8; PC のスペックを確認してください



MrBayes の例

You enabled partitioning of codon positions.

Do you want to consider nonpartitioning of codon positions? (y/n)

If you say yes, applying nonpartitioned models to all-codon position-concatenate

d sequences will be considered on each locus.

(default: y)

y; タンパクコード領域において全コドン位置を区分せず共通なモデルの検討,する


You input multiple files.

Do you want to consider nonpartitioning of loci? (y/n)

If you say yes, applying nonpartitioned models to all-loci-concatenated sequence

s will be considered.

(default: n)

n; 全領域連結配列に領域を区分しないモデルを当てはめることを検討,しない,(たぶん時間の無駄だと思う)


You input multiple files or protein coding sequence.

Do you want to compare nonpartitioned, proportional and separate models on allloci concatenated sequences? (y/n)

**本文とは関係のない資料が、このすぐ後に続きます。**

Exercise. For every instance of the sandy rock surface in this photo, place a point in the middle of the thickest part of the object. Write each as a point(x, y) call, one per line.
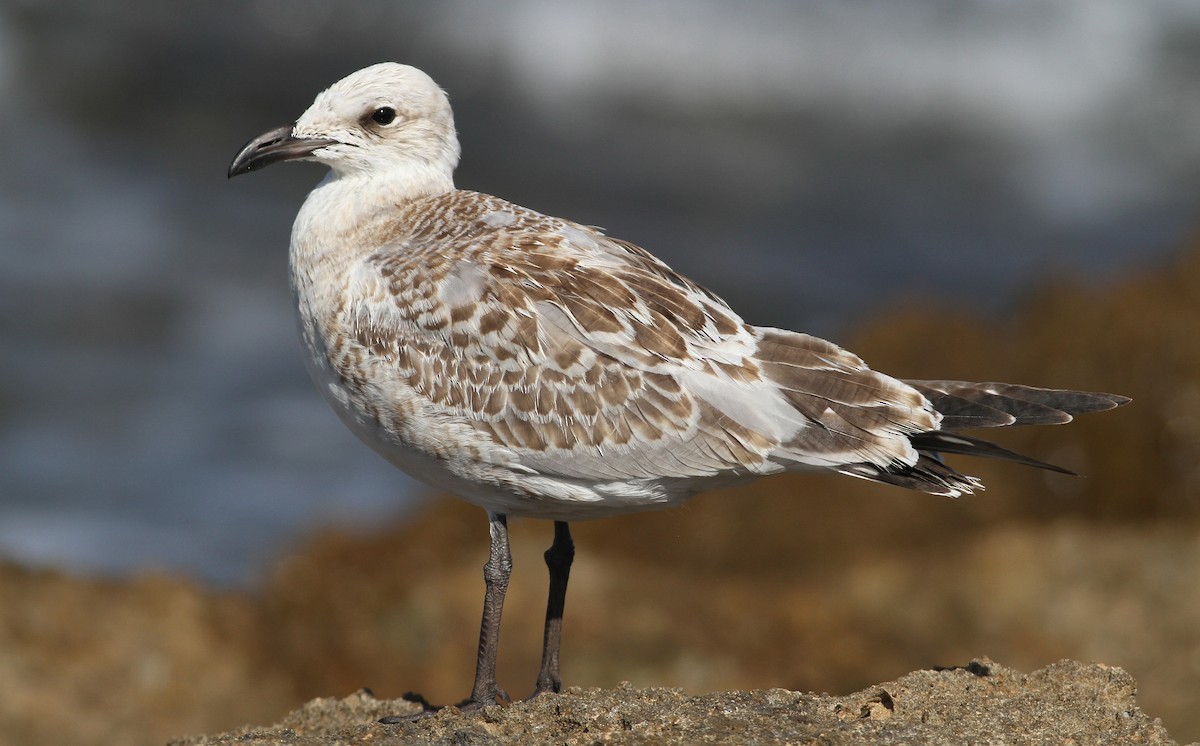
point(1063, 703)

Note that this function needs Treefinder.

(default: y)

y; 塩基頻度パラメータを持つモデルにおいて、各塩基頻度パラメータを最適化,する


Do you want to optimize the parameters of base composition? (y/n)

(default: n)

y;塩基頻度パラメータを持つモデルにおいて、各塩基頻度パラメータを最適化,する(ちょっと時間かかる)


How many rate categories of discrete gamma rate heterogeneity do you want to con

sider? (integer)

(default: 8)

8

Do you want to consider invariant model for among-site rate variation? (y/n)

(default: n)

n; ASRV に + I モデルの当てはめを検討(Treefinder/PAUPのみ),できないのでn


How many processes do you want to run simultaneously? (integer)

(default: 1)

8; PC のスペックを確認してください


kakusan4 の PHYLIPのセクションでhttp://evolution.gs.washington.edu/phylip/download/phylip-3.696.tar.gz …の部分を3.69x(現在配布されているバージョン)に書き換えが必要 (@e55471339b3245c からのアドバイス; ありがとうございます)

Linux の場合はワイルドカードに対応していると思うので適時***へ変更することで対応可と思います。